Markets rebound as Brexit anxiety recedes
US stock indexes mounted a broad comeback on Tuesday as investors set aside their anxiety over Britain's vote to leave the European Union (EU) and snapped up shares following a two-day rout.
Encouraging data on the US economy and housing market helped put traders in a buying mood.
The broad rally followed even bigger gains in Europe, which also bounced back from the steep losses triggered by Britain's 'leave' vote last Thursday.
Oil and gas companies led the rally as energy prices rose. Banks and other financial companies, which took the heaviest losses in the sell-off, also surged.
Bond prices fell, sending yields higher. The yield on the 10-year Treasury note rose to 1.46 per cent from 1.44 late Monday.
"We were due for a bounce heading into the morning; we had a couple of tough days there," said Sean Lynch, co-head of global equity strategy at Wells Fargo Investment Institute. "Investors are stepping up and seeing some areas that may have been oversold the past couple of days and redeploying some of their cash."
The Dow Jones industrial average gained 269.48 points, or 1.6 per cent, to 17,409.72. The Standard & Poor's 500 index rose 35.55 points, or 1.8 per cent, to 2,036.09. The Nasdaq composite added 97.42 points, or 2.1 per cent, to 4,691.87.
Despite the rebound, the three indexes remain on track to end June in the red. They are also down for the year.
European benchmarks had an even better day than US indexes. Britain's FTSE 100 and France's CAC 40 each gained 2.6 per cent. Germany's DAX added 1.9 per cent.
The euro and the British pound recovered somewhat, though the pound remained near the 30-year lows it plunged to immediately following the leave vote.
In currency markets, the pound recovered to US$1.3343 from US$1.3176 on Monday. The yen eased slightly against the dollar, though it was still hovering near its strongest level in two years. The dollar rose to 102.79 yen from 101.97 yen. The euro strengthened to US$1.1049 from US$1.1005.

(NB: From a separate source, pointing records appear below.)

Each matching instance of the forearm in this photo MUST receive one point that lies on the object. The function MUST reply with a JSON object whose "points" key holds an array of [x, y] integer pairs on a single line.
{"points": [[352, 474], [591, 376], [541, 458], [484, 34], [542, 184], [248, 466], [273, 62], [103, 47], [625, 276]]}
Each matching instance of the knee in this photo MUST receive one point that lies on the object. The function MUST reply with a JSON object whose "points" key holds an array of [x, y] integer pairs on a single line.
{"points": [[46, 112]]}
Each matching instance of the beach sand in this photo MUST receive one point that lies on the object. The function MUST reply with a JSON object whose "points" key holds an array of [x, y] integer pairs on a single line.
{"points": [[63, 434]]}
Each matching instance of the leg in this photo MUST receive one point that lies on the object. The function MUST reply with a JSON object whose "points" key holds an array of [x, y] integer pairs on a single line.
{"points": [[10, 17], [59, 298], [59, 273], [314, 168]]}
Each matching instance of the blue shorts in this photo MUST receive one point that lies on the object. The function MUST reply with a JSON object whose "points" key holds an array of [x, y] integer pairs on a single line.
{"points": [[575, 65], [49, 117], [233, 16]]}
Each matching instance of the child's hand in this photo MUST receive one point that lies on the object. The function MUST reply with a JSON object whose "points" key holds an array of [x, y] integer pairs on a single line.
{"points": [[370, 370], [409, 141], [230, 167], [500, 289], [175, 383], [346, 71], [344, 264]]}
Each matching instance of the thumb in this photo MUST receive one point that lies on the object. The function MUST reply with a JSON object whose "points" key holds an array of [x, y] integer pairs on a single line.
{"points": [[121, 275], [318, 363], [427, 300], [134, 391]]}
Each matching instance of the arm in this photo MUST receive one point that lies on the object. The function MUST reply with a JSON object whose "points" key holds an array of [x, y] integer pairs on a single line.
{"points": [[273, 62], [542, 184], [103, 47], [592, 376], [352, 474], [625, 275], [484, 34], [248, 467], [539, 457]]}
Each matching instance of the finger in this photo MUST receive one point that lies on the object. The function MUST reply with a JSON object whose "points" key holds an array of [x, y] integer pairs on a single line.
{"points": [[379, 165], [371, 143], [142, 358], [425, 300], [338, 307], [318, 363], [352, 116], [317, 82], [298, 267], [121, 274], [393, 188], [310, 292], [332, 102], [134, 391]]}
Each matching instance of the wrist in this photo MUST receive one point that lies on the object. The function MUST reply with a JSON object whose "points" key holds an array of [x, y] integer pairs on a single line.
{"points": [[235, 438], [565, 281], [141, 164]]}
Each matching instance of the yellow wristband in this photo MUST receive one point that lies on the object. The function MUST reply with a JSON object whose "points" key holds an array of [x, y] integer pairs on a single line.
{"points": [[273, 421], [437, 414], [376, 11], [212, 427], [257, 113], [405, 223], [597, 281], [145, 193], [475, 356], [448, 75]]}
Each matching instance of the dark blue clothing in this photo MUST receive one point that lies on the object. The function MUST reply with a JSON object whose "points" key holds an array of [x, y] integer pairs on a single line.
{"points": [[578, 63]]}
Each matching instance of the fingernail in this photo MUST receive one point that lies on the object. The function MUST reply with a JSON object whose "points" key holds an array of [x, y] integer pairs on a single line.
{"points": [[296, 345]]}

Benchmark US crude rose US$1.52, or 3.3 per cent, to close at US$47.85 a barrel in New York. Brent crude, used to price international oils, gained US$1.42, or 3 per cent, to close at US$48.58 a barrel in London.
Natural gas gained 20 cents, or 7.4 per cent, to US$2.92 per 1,000 cubic feet.
Uncertainty and anxiety over the economic fallout from Britain's vote to leave the European Union had roiled global financial markets since Friday and prompted ratings agencies to slash their top-shelf credit rating for the UK.
Investors appeared to shake off their some of their jitters Tuesday. British Prime Minister David Cameron signalled that he might not trigger a clause setting in motion the UK's exit from the EU before October.
Earlier in Asia, markets bounced back from early losses as leaders signalled that they were ready to step in with support policies. Japan's benchmark Nikkei 225 index climbed 0.1 per cent, while South Korea's Kospi added 0.5 per cent.
Hong Kong's Hang Seng Index was a laggard, losing 0.3 per cent. It was dragged down by companies with high exposure to Europe, such as billionaire tycoon's Li Ka-shing's CK Hutchison Holdings, which has British retail, ports and telecom investments and fell 1.7 per cent.
In the US, Commerce Department raised its estimate of US economic growth in the first three months of the year. Separately, a key gauge of home values showed US home prices climbed in April, hitting record highs in several cities. In addition, the Conference Board said its measure of that US consumer confidence increased this month to the highest level since October.
"Obviously, the market isn't very receptive to uncertainty, but in some ways, this uncertainty is providing the possibility and the consideration that what happened in the UK isn't necessarily reflective of, or an indicator of, a recession, especially here in the US, as well as globally," said W. Janet Dougherty, a global investment specialist at J.P. Morgan Private Bank.